To date, MPSC Staff and more than 350 stakeholders representing nearly 250 organizations — from consumer advocates, utilities, other state agencies, local governments, state lawmakers to universities, environmental groups, business customers and national laboratories - in 10 MI Power Grid workgroups have conducted 57 stakeholder meetings and issued five reports. Commissioners, meanwhile, have issued 17 orders in 10 dockets related to MI Power Grid.
"MI Power Grid is even more important as Michigan grapples with issues of reliability, affordability and impact on low-income and marginalized communities, now and into the future," said Dan Scripps, chairman, MPSC. "We are grateful to stakeholders for sticking with this effort throughout the pandemic. They understand, as we do, that a stronger, more resilient grid powered by cleaner sources of energy requires a tremendous amount of foresight and commitment to getting it right." Among the highlights of MI Power Grid's Phase II:
- The Integration of Resource/Distribution/Transmission Planning Workgroup issued its Staff report with recommendations to help shape planning efforts, focused on resilience, forecasting, transmission planning, value of generation diversity, emissions recommendations and environmental justice recommendations, and alignment of distribution/resource/transmission planning. The Commission directed Staff to create a redline version updating the Michigan Integrated Resource Planning Parameters that reflects Staff recommendations, feedback from stakeholders, and Governor Whitmer's MI Healthy Climate Plan directives by Dec. 22, 2021, and to work with stakeholders in Phase III to finalize updates to the MIRPP and IRP filing requirements in 2022.
- The Competitive Procurement Workgroup, with input from utilities and other stakeholders, issued a Competitive Procurement Report with draft guidelines; the Commission later sought formal feedback on the report. The Commission in September 2021 issued an order adopting amended guidelines and directing Staff to survey stakeholders within five years to assess whether the guidance is working and whether updates are necessary.
- The New Technologies and Business Models Workgroup has focused on creating a shared understanding of different technologies and their potential applications, including microgrids, electric vehicles, energy storage, and distributed energy generation, with the goal to identify barriers and potential solutions. The workgroup filed a draft report in September that was distributed to stakeholders for comment. The final report is to be filed by Dec. 1, 2021.
- The Distributed Energy Resources Rate Design Workgroup is exploring how customer-owned generation and energy storage are changing the way energy customers use the grid, cost allocation and possible customer charges, and proposing rate design options, with guidance from Michigan Senate Resolution 142 of 2020. The workgroup commissioned the Regulatory Assistance Project for assistance, and a draft study was presented to stakeholders in September. After stakeholder feedback is considered, a final study will be presented to the Michigan Legislature on Nov. 1, 2021.
- The Customer Education and Participation Workgroup has been convening stakeholders to examine issues around customer data access; data privacy, sharing and customer consent; opportunities and barriers to customer engagement in MPSC-related activities; and equitable outreach and access to utility programs and offerings.
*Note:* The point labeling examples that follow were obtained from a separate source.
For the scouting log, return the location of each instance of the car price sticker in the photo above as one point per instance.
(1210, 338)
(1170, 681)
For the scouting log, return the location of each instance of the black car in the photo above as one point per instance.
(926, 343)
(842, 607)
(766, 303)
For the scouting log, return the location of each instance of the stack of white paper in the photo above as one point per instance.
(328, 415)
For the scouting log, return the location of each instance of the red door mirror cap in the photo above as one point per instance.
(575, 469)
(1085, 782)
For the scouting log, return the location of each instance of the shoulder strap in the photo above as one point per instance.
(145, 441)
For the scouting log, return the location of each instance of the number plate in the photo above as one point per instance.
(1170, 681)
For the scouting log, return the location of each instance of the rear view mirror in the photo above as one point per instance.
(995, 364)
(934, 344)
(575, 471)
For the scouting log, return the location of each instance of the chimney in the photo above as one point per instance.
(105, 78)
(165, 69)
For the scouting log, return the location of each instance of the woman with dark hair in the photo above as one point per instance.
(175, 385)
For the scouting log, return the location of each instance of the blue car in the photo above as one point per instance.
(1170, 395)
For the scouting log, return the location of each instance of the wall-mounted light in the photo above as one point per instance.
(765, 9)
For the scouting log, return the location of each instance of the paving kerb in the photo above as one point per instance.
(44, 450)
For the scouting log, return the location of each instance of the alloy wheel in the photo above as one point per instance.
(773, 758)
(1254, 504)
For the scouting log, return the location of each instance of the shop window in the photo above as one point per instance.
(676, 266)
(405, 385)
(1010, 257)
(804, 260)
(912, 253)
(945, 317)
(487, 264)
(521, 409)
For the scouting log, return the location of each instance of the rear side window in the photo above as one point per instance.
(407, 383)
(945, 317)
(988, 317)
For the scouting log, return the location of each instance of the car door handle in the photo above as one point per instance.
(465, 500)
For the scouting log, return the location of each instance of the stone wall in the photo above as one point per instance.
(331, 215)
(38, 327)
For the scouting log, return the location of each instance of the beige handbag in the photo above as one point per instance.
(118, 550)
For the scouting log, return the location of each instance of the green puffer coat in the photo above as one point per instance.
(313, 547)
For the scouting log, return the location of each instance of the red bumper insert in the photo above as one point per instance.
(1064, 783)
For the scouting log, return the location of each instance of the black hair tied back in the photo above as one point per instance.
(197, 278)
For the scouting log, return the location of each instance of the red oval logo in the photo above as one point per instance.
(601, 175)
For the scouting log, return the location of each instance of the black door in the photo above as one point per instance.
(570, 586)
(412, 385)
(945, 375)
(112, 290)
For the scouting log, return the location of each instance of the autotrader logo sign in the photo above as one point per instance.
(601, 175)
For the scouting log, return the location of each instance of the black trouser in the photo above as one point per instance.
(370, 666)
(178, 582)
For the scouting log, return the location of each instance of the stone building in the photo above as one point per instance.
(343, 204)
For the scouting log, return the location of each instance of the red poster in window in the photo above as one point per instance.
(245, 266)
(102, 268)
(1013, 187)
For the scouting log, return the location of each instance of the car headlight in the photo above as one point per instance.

As customers are increasingly relied upon to be active, engaged and dependable participants in Michigan's energy transition, the workgroup is examining the ways in which the Commission can improve customer access to and participation in energy waste reduction and demand response programs, time of use rates, distributed energy and other demand-side resources. The Commission directed Staff to consider how the MPSC's response to the COVID-19 pandemic, the MPSC's 2021-2025 strategic plan; the MPSC's diversity, equity, and inclusion efforts, and the MPSC's outreach to Michigan's tribal communities can inform the workgroup's recommendations. MPSC Staff will make a draft report available for stakeholder comment and issue a final report by Feb. 25, 2022.
MI Power Grid's remaining focus areas will include financial incentives and disincentives for utility performance, distribution system data access, updating the Michigan Integrated Resource Planning Parameters and IRP filing requirements, time-based pricing, and voluntary green pricing.